This year, Equal Pay Day was marked on August 25th, a date selected because it signifies women in Australia working for 56 days after the end of the financial year to make up the difference caused by the gender pay gap. 

The prevalence, pay and position of women in the workplace have grown significantly in recent times. Data from the ABS shows the gender pay gap is now the lowest on record at 13%, but women on average still earn $13,120 less than men each year. We should acknowledge that the gender pay gap is the lowest it’s ever been in Australia. However, 24 years is too long to wait for women to experience pay parity in this country.

What are the drivers of the gender pay gap?

1. Women don’t ask?

Notions that gender pay differences are linked to men being more proactive around salary negotiations may well be erroneous. Studies such as this one have found that the “women don’t ask” pattern doesn’t hold true amongst working adults. Calling for an update on beliefs about gender and the propensity to negotiate pay.

2. More men are hired in high-earning leadership positions

A key contributor to the gender pay gap is more men being hired in senior positions and securing greater bonuses. As highlighted in this AFR article, “a big driver of the gap is the disproportionate number of men, relative to women, in high-earning and senior leadership positions across most Australian industries.

Among the worst gender pay gap offenders by industry is financial services, where discretionary bonuses tend to inflate pay inequality.”

Our bias for male leadership runs deep. Research from Monash Business School has countered long-standing views around women’s suitability for senior roles, “it is not because women lack the competitiveness or risk-taking instincts that men have. Rather it is due to a general bias against female leaders that assesses them less positively and rewards them less generously.”

“Our findings were that women are assessed less positively and rewarded less generously than equally effective men. It may go some way to explaining why there are fewer female leaders because if followers don’t respond to female leaders, they are more likely to fail.”
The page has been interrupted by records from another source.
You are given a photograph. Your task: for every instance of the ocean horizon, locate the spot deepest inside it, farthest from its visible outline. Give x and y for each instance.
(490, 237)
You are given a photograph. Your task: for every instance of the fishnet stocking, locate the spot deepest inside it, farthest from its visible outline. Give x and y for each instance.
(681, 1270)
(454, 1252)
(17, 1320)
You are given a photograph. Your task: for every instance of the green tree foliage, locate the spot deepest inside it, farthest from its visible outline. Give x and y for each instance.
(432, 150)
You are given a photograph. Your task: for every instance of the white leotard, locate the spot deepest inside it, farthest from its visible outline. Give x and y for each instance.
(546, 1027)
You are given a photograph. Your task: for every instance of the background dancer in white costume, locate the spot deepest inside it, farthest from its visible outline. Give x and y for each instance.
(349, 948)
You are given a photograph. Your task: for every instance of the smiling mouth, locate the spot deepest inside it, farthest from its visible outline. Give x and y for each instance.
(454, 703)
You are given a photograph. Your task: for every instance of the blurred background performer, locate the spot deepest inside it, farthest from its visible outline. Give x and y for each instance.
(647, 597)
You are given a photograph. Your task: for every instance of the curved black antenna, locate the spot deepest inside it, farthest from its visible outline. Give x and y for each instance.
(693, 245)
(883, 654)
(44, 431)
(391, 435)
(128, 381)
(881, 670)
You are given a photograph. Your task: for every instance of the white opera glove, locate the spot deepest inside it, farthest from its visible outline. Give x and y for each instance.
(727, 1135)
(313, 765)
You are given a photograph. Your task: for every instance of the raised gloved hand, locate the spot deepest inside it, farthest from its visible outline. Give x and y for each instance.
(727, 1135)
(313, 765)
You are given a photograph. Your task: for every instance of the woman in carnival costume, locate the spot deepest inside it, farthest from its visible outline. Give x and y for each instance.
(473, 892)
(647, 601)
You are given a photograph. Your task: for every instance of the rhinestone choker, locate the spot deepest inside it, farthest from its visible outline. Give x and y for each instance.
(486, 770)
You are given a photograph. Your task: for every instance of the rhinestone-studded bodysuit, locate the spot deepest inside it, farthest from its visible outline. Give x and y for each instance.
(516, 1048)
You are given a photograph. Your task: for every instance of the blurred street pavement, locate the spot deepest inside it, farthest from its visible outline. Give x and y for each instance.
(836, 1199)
What can employers implement?

The gender pay gap is a complex issue with varying influences ranging from: discrimination, working hours, age, parental responsibilities, education and gender norms around types of jobs.

  • Transparent salary

    Salary transparency has become increasingly popular as a way of preventing pay discrimination. The argument is that if everyone is aware of everyone else’s pay, then discriminatory behaviours will be called out and eventually eliminated. We would no longer see a gender pay gap. 
  • Objective performance measuresEvery employer adds different strengths and value to a company. Measuring and quantifying the worth of each individual isn’t easy. Key to companies successfully implementing transparent pay is creating objective measures of performance wherever possible. This is more straightforward in certain industries such as sales, where individual revenue contributions can be measured. However, objective measures can still be identified in most companies. For instance, pay increases should increase as an employer’s scope increases. 

    It’s also vital to determine what the current market value for different job roles are so benchmarks can be set and employees can see that they aren’t being undervalued.
  • Support progressive parental leave and work flexibility

    Women are still more likely than men to be the primary care givers. So offering them paid parental leave and where possible, flexible work arrangements, supports their career growth.

    Additional, as outlined in The Guardian. “When men take parental leave, everybody benefits. Studies show a woman’s earnings rise about 6.7% for every month of paternity leave taken by her husband.

  • Be like Scandinavia

    Finally, organisations that want to improve their gender pay gap should look at the policies and changes enacted by the top nine countries (Iceland, Norway, Finland, New Zealand, Sweden, Germany, Nicaragua, Namibia and Lithuania) reported in the Global Gender Gap report. These countries have closed at least 80% of their gap and for the 14th year running, Iceland (91.2%) takes the top position.